Lokakarya Mini di PKM Air Kasar Progres Perangi Stunting

Upaya Penurunan Stunting, Puskesmas Air Kasar Bersama Kadis Kesehatan SBT Gelar Lintas Sektor

Tutuk Tolu, CakraNEWS.ID– Dalam rangka mewujudkan keberhasilan pembangunan kesehatan di wilayah Kecamatan, maka dibutuhkan dukungan lintas sektor terkait.

Dalam rangka menggalang dukungan lintas sektor dalam meningkatkan capaian program kegiatan yang ada di wilayah Kecamatan Tutuk Tolu, Kabupaten Seram Bagian Timur (SBT) sehingga Puskesmas Perawatan Air Kasar kembali menggelar mini loka karya lintas sektor (Linsek) pada Selasa, (31/10/2023).

Kepala Dinas Kesehatan Kabupaten SBT Samun Rumakabis saat membuka kegiatan Linsek tersebut menyampaikan, kegiatan yang digelar merupakan rutinitas dari setiap puskesmas yang berada pada setiap wilayah kerja masing-masing.

“Kegiatan ini selalu kita bertemu dan juga merupakan rutinitas yang di lakukan sebanyak tiga kali bahkan empat kali dalam satu tahun dan yang hadir adalah pemangku kepentingan dengan warga masyarakat,” kata Rumakabis.

Selain masyarakat, sambung Rumakabis, juga sasaran linsek di libatkan pihak sekolah dalam memberikan pelayanan kesehatan mulai dari kandungan sampai pada saat lansia.

“Jadi kita terus bertemu untuk berdiskusi demi pencapaian puskesmas Air Kasar saran kami memberikan agar bagaimana bisa memberikan pelayanan terbaik kepada masyarakat,” ucap Rumakabis.

Dijelaskanya, Linsek ini adalah wajib di laksanakan untuk mengevaluasi masing-masing puskesmas dan merupakan suatu ajang untuk solusi konkret dalam merubah wajah kesehatan kita di daerah ini.

“Menjaga kesehatan mulai dari kandungan sampai dengan kelahiran dengan selalu menjaga keseimbangan makanan gizi adalah sebuah ikhtiar baik bagi seluruh lapisan untuk itu harus ada keterlibatan semua pihak,” tegas Rumakabis.

Lanjutnya, “Kalau ada gizi buruk dan gizi kurang itulah wajah kita dan segera di selesaikan di puskesmas seperti Puskesmas Airkasar dimana masih terdapat lokus stunting dan secepatnya diselesaikan,” terang Rumakabis.

Ditambahkannya, perlunya di pantau anak-anak sekolah yang saat ini melalui masa keemasan agar selalu difokuskan untuk tetap sehat dalam menentukan masa depannya yang gemilang.

“Saya berharap juga kita punya ibu hamil jangan lagi minta tolong di rumah karena wajib di tolong oleh tenaga kesehatan di puskesmas terdekat.

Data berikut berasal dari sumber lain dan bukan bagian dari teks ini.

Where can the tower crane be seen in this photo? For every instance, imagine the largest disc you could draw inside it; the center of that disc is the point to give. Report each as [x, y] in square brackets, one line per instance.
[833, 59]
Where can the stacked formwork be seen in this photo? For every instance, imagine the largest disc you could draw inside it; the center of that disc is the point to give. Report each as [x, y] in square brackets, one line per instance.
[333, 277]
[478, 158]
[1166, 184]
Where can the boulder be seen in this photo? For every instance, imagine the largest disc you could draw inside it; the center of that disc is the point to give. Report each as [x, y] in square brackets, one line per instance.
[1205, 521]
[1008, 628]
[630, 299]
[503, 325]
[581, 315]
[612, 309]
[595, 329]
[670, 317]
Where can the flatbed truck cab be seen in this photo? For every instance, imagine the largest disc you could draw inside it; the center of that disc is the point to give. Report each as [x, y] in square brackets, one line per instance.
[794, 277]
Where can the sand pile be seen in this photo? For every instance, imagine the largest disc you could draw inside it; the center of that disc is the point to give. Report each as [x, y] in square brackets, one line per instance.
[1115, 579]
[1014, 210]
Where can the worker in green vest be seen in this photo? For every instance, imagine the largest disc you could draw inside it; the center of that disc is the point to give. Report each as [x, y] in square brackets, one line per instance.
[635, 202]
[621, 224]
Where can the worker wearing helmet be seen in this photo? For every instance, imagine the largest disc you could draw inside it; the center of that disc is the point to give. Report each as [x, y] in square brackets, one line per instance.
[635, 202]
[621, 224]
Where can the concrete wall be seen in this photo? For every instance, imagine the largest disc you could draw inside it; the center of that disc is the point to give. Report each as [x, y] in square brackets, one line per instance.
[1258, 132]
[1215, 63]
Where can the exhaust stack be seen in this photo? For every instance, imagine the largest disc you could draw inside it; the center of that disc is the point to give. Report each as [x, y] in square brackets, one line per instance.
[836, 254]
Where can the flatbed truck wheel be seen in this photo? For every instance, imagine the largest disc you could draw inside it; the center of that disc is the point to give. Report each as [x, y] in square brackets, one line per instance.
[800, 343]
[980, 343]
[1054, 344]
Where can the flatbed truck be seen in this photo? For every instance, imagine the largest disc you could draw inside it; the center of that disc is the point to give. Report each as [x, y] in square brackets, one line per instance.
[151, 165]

Karena Kabupaten SBT adalah lokus kematian ibu dan anak paling tersebar di Provinsi Maluku ini merupakan suatu hal yang mengerikan dan menjadi tugas besar yang juga diselesaikan,” pungkas Rumakabis.

Ia juga menghimbau untuk semua desa yang ada di wilayah Puskesmas Air Kasar untuk selalu saling melakukan koordinasi dalam upaya memberikan pelayanan terbaik juga kepada semua Posyandu yang menjadi milik desa.

“Semua catatan ini untuk rencana pembangunan daerah kita, maka kita berkomitmen untuk terus meningkatkan pelayanan kesehatan terbaik bagi warga masyarakat,” harap Rumakabis.

Selain itu pemaparan pencapaian yang secara langsung disampaikan oleh Kepala Puskesmas Air Kasar Mashud Kelibia dalam setiap program saat ini dilakukan oleh puskesmas Air Kasar pada wikayah kerjanya.

Kepala Puskesmas Air Kasar Mashud Kelibia menyampaikan, bahwa kegiatan ini berrtujuan untuk memaparkan hasil kegiatan yang telah dilaksanakan dan menyampaikan hasil pendataan.

“Serta berbagai tugas dalam pelaksanaan pencegahan stunting pada desa lokus di wilayah kerja. Serta edukasi tentang berbagai penyakit untuk menghindari dari masyarakat kita agar tetap sehat dalam melaksanakan berbagai aktivitas,” ujarnya.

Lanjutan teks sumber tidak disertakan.